Thanks guys, exactly what I needed to hear. Back to Incline.


#6

you can't shape muscles it's determined by tendon insertion. However, you can stress more of one muscle than another, but changing exercise or hand position, which will make the appearance of shaping the muscle.Example, working different types of curls can stress on side of the biceps brachii or the other, and you can give the illusion of peak by doing this, as in extreme supinated DB curls, conentration curls, etc


#7

You can increase or decrease the size of a muscle at a certain angle, but you can't add peaks, striations, or cuts.

So it is possible to make the upper portion of the chest larger than the lower portoin, but not possible to add more striations to it.

I think the term "shape" needs to be redefined for clarity's sakes.


#8

Your pecs aren't just one muscle.
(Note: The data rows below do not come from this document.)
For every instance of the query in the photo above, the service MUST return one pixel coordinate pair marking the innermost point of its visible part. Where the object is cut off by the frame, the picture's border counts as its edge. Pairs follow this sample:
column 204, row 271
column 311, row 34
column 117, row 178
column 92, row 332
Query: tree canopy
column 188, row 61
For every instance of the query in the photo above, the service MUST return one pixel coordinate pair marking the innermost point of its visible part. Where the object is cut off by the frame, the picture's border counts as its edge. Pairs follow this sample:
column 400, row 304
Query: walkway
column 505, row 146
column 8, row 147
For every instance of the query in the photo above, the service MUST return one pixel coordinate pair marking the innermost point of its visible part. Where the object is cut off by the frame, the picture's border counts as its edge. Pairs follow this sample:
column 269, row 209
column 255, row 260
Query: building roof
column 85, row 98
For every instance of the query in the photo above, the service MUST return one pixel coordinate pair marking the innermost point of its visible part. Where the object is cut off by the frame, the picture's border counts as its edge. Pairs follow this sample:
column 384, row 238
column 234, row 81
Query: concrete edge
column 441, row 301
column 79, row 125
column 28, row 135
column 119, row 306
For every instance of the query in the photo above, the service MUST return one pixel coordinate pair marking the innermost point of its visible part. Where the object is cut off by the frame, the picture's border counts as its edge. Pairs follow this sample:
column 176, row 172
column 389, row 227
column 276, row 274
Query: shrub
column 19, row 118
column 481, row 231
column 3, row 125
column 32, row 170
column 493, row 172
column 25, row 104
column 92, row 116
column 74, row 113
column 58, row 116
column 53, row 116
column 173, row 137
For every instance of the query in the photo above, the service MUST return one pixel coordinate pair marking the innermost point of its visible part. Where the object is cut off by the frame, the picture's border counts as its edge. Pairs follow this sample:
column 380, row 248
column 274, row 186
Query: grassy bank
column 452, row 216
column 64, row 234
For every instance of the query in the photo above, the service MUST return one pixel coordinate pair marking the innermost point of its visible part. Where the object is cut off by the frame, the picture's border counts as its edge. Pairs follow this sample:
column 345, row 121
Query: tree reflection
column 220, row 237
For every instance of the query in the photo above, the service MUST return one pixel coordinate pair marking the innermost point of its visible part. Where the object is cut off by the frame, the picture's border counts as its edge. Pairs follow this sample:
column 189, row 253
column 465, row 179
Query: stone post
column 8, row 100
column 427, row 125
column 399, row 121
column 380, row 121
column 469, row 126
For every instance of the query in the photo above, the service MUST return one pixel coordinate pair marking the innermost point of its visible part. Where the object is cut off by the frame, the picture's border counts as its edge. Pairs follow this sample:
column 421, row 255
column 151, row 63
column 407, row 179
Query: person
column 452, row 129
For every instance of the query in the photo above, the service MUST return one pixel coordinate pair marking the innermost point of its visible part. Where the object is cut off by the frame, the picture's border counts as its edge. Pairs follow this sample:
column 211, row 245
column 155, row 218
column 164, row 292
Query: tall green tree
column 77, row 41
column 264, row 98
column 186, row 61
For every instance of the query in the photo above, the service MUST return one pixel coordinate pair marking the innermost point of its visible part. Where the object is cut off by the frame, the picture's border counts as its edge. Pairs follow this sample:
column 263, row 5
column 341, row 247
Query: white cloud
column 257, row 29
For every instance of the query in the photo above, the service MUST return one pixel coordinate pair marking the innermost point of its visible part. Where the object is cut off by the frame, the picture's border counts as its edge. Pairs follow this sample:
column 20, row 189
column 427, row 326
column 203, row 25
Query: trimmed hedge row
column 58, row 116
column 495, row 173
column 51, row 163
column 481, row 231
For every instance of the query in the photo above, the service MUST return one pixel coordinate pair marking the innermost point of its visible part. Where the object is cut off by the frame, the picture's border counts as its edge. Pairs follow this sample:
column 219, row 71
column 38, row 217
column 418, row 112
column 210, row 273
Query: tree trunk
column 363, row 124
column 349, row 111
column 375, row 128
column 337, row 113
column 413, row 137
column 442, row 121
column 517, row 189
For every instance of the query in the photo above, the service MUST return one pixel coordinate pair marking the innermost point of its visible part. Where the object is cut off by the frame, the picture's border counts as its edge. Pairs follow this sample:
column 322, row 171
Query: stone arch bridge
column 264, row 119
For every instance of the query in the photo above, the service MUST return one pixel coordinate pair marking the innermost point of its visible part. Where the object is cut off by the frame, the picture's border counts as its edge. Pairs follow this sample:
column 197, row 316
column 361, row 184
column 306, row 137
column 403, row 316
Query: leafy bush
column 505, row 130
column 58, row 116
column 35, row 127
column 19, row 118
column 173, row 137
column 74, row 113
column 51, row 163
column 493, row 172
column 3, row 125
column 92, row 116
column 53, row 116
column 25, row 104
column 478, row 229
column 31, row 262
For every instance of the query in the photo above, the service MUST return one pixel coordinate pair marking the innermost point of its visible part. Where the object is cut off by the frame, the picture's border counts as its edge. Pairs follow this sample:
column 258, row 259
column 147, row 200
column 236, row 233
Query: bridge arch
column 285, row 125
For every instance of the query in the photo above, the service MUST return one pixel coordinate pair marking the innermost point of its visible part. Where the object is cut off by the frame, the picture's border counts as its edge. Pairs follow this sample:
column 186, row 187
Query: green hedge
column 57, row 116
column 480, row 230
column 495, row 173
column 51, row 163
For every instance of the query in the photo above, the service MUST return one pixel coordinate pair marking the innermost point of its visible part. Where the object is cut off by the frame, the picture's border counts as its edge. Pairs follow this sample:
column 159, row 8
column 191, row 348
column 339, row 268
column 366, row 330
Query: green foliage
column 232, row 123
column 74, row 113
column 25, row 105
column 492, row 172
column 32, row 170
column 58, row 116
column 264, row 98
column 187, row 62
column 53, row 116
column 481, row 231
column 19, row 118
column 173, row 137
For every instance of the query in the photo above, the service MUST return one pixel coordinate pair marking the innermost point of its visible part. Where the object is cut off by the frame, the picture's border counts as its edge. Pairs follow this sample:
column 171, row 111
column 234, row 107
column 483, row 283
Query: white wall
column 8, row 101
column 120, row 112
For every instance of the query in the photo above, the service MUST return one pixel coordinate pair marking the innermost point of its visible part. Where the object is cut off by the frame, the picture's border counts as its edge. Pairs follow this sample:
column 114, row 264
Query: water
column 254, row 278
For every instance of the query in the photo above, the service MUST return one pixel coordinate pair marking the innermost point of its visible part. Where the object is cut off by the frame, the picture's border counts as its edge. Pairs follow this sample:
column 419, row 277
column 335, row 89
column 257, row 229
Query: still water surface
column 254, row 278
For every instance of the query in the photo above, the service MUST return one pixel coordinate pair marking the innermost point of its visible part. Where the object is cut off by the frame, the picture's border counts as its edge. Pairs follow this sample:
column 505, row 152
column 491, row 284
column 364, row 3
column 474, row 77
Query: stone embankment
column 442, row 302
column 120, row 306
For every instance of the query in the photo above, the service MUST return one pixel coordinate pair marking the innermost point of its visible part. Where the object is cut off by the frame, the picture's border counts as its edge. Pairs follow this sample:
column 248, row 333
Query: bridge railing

There's the clavicular and sternal heads along with the pectoralis minor too. Each bundle wrapped in it's fascia works as a unit and it's shape is based on genetics. You can work one bunch or another by changing the angle of the motion of the joint those particular muscles move. The overall shape of the area is going to change as the relative sizes of the various heads change.

So if you do flat and decline bench the top area of your pecs isn't getting much stimulation and the "shelf" where the edge of the muscle blends in at the clavical will go away and the upper pec looks less full.

I used to do flat and incline, then switch to decline and incline. Now I do flat medium grip bench and wide grip high neck bench. It does alter the shape some.


#9

i was a trainer for a really shitty company for awhile [ i'm not naming, we'll just call it 24hr. fitness]and to train there you had to get the "24-5" certificate. the "course" was tought buy apex nutrition, which is to 24 as biotest is to t-mag. there were 2 instructors, and one of them was trying to convince a class about 40 deep that hand placement and variations on a theme didn't hit the muscle any differently, and in the same argument told us that close grip benches emphasize the triceps more. after pointing out his contradicting statements and having a good 5 min arguement with this clown that hand placement and different excersises do have a targeted effect on the muscle [in class] the district manager pulled me aside and said if i keep causing trouble i might as well find a new job. it's pretty simple man, when you incline do you feel it more in the upper chest? if so, then you know where it's workin. to clarify, one of the instructors did know what he was talking about, but it wasn't the ass i was arguing with. oh, and i left the company based on their total lack of integrity and morals.
yall be good, flash


#10

"for example, you can't just contract the long head of your brachiallis, without contracting the short head."

I believe you mean the biceps brachii, as the brachialis has only one head.


#11

"Anatomy Eric" strikes again!!!


#12

All this talk about upper chest and so on has got me thinking that maybe there's some confusion about what "shaping" means.

If you do incline work (low incline, that is), then you're going to hit the clavicular (upper) pec muscle. This will then hypertrophy, bringing it out. If you do flat work, then you hit the sternal pec, and that lower muscle will hypertrohpy. Thus, you get the illusion of "shaping the pecs" because there are actually two different muscles that are generally (incorrectly) viewed as one.

But if you try to "shape" the lower pec or the upper pec in isolation, that's not going to happen. You can make either one larger or smaller; changing either one's shape isn't possible. And by the same token, you can do all the preacher curls you want for your biceps, they aren't going to lengthen more than they already are, and you aren't going to get a better peak if you do concentration curls for them, and so on.

So for most muscles, the idea that you can shape them is wrong.